The diamond drilling program intersected highly variable zones of alteration and mineralisation within a sheared granitic host rock which has been intruded by a series of mafic (andesitic) dykes.

Significant assay results included: : 8m @ 15.33g/t Au, including 3m @ 36.53g/t Au, in 12NCD004.

The high grade intersection in drill hole 12NCD004 coincides with a zone of intense quartz veining with strong silica-sericite alteration in granite from 30 metres depth. Within the zone of intense veining, individual quartz veins contain fine, disseminated visible gold, galena and pyrite mineralisation. Initial interpretation suggest that the high grade zones in hole 12NCD004 and trench 12NCTR003 (6 metres @ 9.9g/t Au) are part of a west-dipping tensional splay related to the main shear zone.
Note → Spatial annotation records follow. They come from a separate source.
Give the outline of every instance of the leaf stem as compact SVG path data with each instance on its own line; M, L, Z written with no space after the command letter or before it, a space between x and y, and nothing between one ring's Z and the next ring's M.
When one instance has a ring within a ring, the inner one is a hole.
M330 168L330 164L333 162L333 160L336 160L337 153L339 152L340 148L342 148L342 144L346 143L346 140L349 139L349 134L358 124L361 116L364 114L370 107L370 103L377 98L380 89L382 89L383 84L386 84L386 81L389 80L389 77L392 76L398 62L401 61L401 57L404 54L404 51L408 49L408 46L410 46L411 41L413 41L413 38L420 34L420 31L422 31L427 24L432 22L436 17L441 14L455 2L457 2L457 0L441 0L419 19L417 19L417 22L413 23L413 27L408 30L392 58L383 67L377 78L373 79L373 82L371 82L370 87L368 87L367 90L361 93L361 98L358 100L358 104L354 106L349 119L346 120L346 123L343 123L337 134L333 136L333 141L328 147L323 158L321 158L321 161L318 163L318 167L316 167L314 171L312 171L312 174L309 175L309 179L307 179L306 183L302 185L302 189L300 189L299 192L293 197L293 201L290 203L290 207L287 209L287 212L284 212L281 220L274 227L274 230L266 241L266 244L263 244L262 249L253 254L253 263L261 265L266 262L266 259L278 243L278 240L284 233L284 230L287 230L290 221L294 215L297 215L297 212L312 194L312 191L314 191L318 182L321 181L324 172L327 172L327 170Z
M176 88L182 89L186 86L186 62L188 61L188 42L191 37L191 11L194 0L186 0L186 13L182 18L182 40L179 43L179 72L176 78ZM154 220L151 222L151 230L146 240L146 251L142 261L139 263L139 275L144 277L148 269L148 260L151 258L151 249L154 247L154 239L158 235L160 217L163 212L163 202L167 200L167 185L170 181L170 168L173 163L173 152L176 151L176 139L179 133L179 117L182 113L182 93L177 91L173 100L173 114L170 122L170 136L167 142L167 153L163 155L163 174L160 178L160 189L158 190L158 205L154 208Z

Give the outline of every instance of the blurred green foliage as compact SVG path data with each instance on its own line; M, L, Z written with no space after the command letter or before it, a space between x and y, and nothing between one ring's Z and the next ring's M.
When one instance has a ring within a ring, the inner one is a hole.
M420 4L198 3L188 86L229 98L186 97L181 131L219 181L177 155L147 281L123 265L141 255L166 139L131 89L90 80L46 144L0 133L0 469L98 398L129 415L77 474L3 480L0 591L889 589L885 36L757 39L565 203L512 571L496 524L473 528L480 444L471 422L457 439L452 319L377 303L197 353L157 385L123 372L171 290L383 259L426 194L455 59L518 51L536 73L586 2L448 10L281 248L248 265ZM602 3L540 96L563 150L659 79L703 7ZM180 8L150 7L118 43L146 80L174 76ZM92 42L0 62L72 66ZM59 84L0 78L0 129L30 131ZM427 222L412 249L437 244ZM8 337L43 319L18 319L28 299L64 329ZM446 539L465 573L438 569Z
Additional drilling is planned to further test this zone of mineralisation and other areas within the three kilometre geochemical anomaly defined by auger sampling.

Grande Canaã

Regional auger sampling (800 metres x 200 metres grid) was completed during the period over a large area. A total of 286 soil samples and 14 rock chip samples were collected during the sampling program.

Regional mapping revealed a variable volcanic sequence ranging from andesite to dacite in the west, to volcanoclastic sediments in the east. Local prospectors are currently mining from small shafts and pits in mineralised granite and coarse felsic volcanic breccias immediate to the south of the Grand Canaã tenements. The presence of highly altered zones and hydrothermal breccias within the volcanic sequence, plus sheeted/stockwork veining in the adjacent granites indicates the structural contact between the two lithologies is a highly prospective regional target.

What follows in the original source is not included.